I’ve never been a fan of the “one true way.” ***
I’m also still obsessive about the chocolate I eat with my morning coffee. If I miss, I feel out of sorts and edgy. Give me my wafer-thin mint.
I still only eat the outside layer of ice cream bars.
I still only eat half of the hamburger bun and the crust of sourdough bread.
Liquid calories remain a challenge though I’m making progress. It turns out that I like soup. I’d forgotten: it’s been a long time since I had some. Liquid calories were one of the first groups of food I eliminated: reintroduction is proving difficult. Excluding alcohol (I could drink as much booze as I wanted as long as I cancelled the caloric equivalent from my food consumption), I’ve avoided drinking calories for nearly three decades. That’s an old habit to break.
The fear of consuming liquid calories is a strange phobia. It’s hard to explain it in a way that people understand, so mostly, I don’t. It’s “I don’t like juice,” “I’m a little lactose intolerant,” and “I don’t eat meat-based soups” instead. Just a few more falsehoods for the file:
Lies I’ve told in support of the eating disorder that’s trying to kill me, volume one.

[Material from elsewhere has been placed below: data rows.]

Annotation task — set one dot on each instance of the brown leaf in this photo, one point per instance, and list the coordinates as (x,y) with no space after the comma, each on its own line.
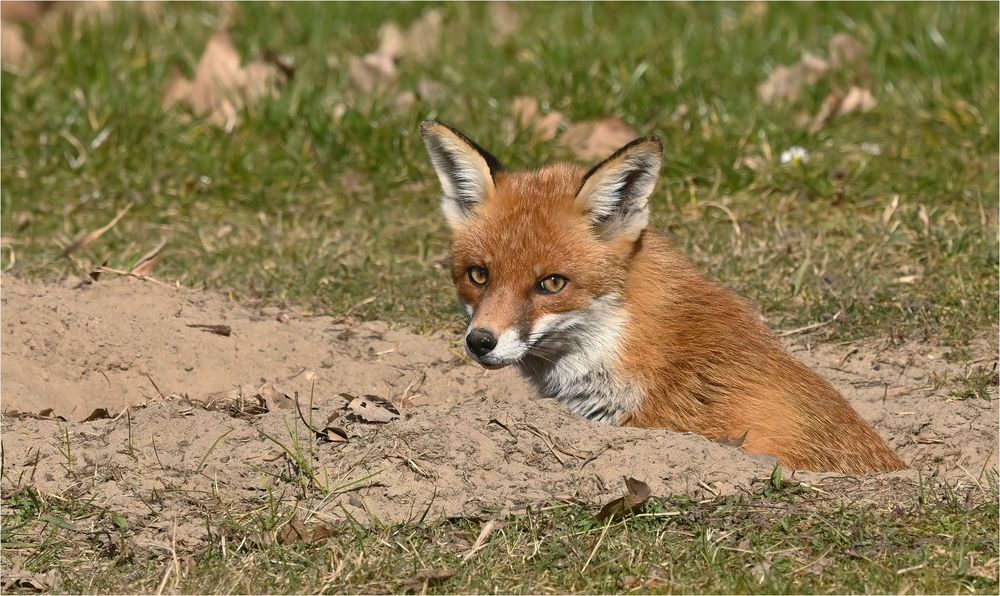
(504,21)
(371,72)
(731,442)
(786,83)
(426,578)
(480,542)
(14,51)
(221,87)
(321,533)
(837,104)
(98,414)
(225,330)
(370,409)
(335,434)
(16,578)
(857,99)
(597,139)
(85,240)
(294,531)
(633,502)
(377,69)
(148,261)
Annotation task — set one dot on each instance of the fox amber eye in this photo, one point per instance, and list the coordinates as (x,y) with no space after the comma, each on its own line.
(478,276)
(552,284)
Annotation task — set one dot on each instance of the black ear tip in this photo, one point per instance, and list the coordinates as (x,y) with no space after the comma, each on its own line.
(655,140)
(427,126)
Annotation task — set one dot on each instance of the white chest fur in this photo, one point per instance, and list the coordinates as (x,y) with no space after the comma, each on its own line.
(575,362)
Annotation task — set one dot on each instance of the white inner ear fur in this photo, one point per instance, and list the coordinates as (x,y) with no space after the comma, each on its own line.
(616,195)
(464,174)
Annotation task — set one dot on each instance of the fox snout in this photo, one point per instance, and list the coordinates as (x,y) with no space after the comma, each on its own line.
(480,342)
(494,350)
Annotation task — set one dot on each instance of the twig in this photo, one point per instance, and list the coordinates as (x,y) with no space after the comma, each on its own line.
(154,385)
(812,326)
(597,546)
(481,540)
(103,269)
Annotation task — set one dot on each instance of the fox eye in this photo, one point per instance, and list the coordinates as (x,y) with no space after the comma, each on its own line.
(552,284)
(478,276)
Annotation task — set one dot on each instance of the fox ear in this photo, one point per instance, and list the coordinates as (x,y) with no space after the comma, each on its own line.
(466,170)
(615,193)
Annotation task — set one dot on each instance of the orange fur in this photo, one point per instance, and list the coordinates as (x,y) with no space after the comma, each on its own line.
(697,355)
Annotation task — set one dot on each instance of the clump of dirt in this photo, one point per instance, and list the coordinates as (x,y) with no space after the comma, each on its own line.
(277,407)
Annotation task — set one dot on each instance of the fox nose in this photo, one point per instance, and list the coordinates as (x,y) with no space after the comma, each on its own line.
(481,341)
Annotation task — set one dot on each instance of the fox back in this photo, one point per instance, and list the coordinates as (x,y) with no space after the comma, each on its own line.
(561,277)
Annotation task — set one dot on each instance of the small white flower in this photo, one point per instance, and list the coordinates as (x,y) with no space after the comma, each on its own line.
(871,148)
(794,155)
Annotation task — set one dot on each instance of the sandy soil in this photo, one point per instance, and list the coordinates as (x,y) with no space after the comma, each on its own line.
(216,422)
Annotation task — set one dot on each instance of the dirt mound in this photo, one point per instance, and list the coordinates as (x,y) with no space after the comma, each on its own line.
(219,425)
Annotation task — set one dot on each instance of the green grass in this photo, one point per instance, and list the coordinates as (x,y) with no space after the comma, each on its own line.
(274,211)
(294,206)
(791,540)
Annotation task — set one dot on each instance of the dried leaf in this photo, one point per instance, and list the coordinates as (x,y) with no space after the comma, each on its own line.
(731,442)
(836,105)
(377,69)
(371,72)
(14,49)
(480,542)
(98,414)
(857,99)
(293,531)
(85,240)
(370,409)
(597,139)
(426,578)
(20,579)
(633,502)
(221,87)
(335,434)
(148,261)
(225,330)
(786,83)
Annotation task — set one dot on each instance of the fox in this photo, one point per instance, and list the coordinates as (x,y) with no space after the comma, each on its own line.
(562,277)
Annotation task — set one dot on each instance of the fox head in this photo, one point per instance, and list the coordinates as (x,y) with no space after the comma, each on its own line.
(540,256)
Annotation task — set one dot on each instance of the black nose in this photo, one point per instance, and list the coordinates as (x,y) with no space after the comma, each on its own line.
(481,341)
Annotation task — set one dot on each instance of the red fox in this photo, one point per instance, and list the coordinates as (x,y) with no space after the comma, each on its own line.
(561,276)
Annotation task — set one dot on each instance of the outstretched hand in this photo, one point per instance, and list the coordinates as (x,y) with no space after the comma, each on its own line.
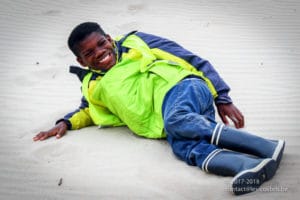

The fact that my disordered eating was caused by my eating disorder doesn’t stop the latter from criticizing me about my eating habits. Eating disorders aren’t concerned with being fair or logical. They want to win, and in pursuit of that, there’s almost nothing – my appearance, my actions, my choices – they won’t attack.
We’ve been together for a long time:, but my eating disorder is still a lousy partner. I can’t think of a single time when she’s made things better. Even moments of happiness in front of a mirror celebrating pounds lost are ruined because she attacks. I should’ve lost more, she says, and done it sooner. I’m not going to miss her when she’s gone.
It’s easy to believe my eating disorder is murderous. She says mean things and suggests unhelpful, potentially harmful courses of action. Recovery seems like a better friend. She’s not trying to get me dead, so that makes her better right out of the gate.
Memories of what life is like when I’m actively bingeing and purging also keep me on recovery road. Stomach cramps, bleeding fingers, and hours crouched over vomit-stained porcelain do not a good life make. I think life will look better when I’m free.
*Update 2021: I’ve had implants and crowns done. There’s a significant improvement in both functionality and appearance. While I’m happy, my own teeth would’ve been better and cheaper. Bulimia remains a horrible life choice.
** Alanis Morissette’s song, “Isn’t it ironic?” is about things that aren’t ironic.
***Update 2021: I still drink too much diet soda. I choose cans more often now, so my conscience feels a smidge better. “No” to letting go of an eating disorder behaviour, “yes” to me helping save the planet (while I ignore the contradiction inherent in buying plastic bottles of pop).